September 8, 2024

Column: “That Got Me to Thinkin’…? “On Taxes”

2/21/2022

“That Got Me To Thinkin’…?” “On Taxes” Chapter 84
By Bruce Williams

Bruce Williams

I went to H & R Block on Thursday.  I was only there for about an hour before I was informed that I owed the government the equivalent of a new patio deck or a European vacation.  I guess that’s what happens when you follow up your worst year of work in 25 years with your best year of work in 25 years—though I don’t recall Uncle Sam offering me that patio deck or Euro vacay after I stunk it up in 2020 (hereafter known as the worst year in the new millennium).

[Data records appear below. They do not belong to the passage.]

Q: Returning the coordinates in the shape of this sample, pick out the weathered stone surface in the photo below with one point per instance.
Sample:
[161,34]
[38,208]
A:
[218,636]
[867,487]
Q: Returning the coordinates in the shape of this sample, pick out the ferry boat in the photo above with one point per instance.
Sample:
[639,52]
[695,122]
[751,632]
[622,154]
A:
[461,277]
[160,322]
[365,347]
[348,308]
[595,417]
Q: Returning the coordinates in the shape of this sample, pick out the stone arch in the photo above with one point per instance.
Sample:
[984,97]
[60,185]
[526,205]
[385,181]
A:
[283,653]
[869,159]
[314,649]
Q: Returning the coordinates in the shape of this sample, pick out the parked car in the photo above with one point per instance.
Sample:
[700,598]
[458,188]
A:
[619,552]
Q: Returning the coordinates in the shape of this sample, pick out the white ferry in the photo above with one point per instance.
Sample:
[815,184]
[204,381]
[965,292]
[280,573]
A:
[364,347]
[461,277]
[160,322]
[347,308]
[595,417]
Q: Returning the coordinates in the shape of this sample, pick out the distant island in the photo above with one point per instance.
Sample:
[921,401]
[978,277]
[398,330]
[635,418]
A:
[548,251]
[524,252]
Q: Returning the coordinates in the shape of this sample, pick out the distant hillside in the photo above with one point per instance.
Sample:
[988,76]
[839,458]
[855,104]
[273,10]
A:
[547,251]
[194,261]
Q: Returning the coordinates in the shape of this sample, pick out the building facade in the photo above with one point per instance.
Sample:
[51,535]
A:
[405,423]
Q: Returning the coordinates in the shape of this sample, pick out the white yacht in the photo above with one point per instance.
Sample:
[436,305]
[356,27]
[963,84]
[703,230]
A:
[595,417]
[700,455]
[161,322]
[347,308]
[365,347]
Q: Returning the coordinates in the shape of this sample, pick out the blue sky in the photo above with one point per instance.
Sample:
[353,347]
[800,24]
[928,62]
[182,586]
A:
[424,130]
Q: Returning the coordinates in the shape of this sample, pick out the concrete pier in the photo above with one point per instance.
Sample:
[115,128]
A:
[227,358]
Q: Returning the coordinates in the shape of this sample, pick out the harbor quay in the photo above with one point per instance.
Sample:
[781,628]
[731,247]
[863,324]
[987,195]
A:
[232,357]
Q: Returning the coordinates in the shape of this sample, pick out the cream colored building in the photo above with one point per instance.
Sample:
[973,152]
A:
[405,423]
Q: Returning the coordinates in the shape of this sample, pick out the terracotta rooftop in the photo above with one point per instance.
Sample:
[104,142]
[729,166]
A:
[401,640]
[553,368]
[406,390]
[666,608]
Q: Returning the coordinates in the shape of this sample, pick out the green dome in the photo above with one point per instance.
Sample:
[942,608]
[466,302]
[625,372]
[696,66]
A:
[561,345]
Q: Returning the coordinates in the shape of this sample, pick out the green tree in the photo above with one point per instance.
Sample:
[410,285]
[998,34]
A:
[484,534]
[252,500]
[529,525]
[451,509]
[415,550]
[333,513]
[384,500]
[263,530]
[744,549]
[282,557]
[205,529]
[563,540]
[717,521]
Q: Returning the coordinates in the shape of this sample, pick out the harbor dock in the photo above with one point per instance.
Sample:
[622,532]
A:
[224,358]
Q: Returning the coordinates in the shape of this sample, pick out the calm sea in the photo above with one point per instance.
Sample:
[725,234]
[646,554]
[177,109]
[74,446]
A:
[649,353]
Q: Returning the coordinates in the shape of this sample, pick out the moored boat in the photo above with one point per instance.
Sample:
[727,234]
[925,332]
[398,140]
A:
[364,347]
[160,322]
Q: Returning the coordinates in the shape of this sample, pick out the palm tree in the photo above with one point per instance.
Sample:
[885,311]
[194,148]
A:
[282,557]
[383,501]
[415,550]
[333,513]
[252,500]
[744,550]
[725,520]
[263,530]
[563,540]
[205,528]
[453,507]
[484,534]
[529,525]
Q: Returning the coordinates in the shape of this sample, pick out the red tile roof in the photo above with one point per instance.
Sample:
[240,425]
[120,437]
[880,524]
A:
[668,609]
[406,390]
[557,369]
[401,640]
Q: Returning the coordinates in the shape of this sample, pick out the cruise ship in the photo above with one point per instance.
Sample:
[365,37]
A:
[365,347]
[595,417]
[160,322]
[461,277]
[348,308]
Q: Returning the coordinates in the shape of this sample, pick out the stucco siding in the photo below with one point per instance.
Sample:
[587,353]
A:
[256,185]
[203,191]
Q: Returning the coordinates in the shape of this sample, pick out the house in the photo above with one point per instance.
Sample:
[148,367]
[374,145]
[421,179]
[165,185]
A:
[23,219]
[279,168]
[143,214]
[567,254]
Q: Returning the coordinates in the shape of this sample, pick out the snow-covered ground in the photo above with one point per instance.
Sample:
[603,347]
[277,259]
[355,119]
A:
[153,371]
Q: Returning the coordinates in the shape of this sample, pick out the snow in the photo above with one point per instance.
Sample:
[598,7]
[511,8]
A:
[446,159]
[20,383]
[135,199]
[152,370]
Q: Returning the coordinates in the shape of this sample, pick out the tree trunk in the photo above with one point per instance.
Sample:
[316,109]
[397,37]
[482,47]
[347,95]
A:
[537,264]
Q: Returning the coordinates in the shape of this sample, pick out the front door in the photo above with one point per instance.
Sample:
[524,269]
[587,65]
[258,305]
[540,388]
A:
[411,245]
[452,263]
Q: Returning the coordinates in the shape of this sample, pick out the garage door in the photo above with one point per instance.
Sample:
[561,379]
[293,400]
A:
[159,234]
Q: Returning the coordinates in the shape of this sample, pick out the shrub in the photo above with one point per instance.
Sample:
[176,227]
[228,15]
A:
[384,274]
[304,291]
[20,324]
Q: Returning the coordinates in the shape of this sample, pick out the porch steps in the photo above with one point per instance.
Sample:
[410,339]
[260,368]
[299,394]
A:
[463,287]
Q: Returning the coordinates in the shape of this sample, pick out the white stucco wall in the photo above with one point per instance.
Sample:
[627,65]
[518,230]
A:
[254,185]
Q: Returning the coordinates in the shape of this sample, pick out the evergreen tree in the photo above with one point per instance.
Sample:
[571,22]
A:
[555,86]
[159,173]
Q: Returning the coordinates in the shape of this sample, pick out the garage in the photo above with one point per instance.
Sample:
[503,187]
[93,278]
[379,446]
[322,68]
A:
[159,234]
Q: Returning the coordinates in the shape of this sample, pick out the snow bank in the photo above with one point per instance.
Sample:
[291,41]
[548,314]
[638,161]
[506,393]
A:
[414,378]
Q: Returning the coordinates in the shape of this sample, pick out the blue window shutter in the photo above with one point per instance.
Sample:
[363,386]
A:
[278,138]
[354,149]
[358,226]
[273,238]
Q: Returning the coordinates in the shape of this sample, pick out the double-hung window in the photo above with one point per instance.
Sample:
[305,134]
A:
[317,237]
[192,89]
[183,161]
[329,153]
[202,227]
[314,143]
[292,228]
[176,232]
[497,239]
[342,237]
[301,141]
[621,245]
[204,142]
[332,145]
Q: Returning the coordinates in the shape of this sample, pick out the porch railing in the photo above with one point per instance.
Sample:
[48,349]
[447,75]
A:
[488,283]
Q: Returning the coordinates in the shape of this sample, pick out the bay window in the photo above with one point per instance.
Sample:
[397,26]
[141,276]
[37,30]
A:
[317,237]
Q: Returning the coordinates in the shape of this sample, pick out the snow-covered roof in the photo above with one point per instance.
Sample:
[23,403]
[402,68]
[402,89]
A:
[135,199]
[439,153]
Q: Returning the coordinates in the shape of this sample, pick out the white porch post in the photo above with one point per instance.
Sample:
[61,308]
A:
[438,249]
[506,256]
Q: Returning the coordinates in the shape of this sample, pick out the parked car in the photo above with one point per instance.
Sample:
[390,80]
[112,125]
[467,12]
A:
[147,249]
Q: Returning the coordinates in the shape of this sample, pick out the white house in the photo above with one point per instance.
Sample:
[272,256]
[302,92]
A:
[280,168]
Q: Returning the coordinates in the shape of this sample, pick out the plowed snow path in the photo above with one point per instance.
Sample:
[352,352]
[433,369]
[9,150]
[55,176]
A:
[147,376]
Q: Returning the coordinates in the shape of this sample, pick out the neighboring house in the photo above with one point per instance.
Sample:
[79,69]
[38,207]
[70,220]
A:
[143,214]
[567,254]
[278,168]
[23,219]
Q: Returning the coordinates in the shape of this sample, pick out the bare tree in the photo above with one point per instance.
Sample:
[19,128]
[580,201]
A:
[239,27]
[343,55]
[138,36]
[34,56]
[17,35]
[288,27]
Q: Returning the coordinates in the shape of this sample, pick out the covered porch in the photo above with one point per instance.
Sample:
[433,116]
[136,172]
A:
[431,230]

I wouldn’t mind so much if all the money went to, say, education or feeding the hungry—money well spent I’d say with a shrug.  Chances are, though, it’ll go towards a failed drone strike (a ‘dud’ maybe), a well-vetted Pentagon toilet seat or some unmentionable senator’s surgery to remove his wiggling turkey gobbler under the auspices of his all-encompassing government health care plan.

I guess I shouldn’t complain.  I did make a lot more and had the wherewithal to fork over my routing numbers so the ravenous IRS could scoop it directly out of my account.  I imagined the long arm of a thin, grinning caricatured agent tickling my ledger with his eager, yellowed fingernails.  I don’t have the patience to try and skirt the laws with subterfuge like some billionaires seem to manage to do—jumping from lily pad to lily pad across a metaphorical pond trying to escape my due share and outrun the Revenuers and their lackeys, their audits and liens.

I do like (quite a bit really) what taxes actually provide—the roads, police, firemen, schools; the safety net for the less fortunate and the guardrails buffering disasters (earthquakes, volcanoes, tsunamis and floods—our particular Northwestern flavors).  It’s just that gut punch of dumping a chunk of my savings into the government coffers and then waving goodbye, trusting the judgment of my elected officials to do right by all of us that I find a little unsettling.

Like most things, I prepared myself a bit before I headed in with my paperwork—Googling the amount usually owed for what I made versus what I had actually paid, that sinking feeling creeping in as I cross-compared over several entries.  I could tell that my tax preparer kind of felt a little bad for us—suggesting possible payment plans as I waved her off and offered up those sacred routing digits.  It’s like a former brother-in-law used to like to say when one of his kids had to undertake something undesirable: ”If you’ve got to eat a shit sandwich, you better take big bites.”

So my practiced Stoicism, though slightly shaken, soldiers on.  You can’t rue the lost opportunities those funds could’ve provided (or even the dent it would’ve assuaged in the college and weddings I’ve still got on the horizon), you’ve got to hope it goes to the greater good.  And so a bigger chunk goes into my 401K next year, and life goes on.  Still—it would’ve been nice to put that concrete basketball/pickleball court in the backyard, but there’s always next year I guess.  I’ll just be in my recliner licking my wounds for a couple more days if you need me.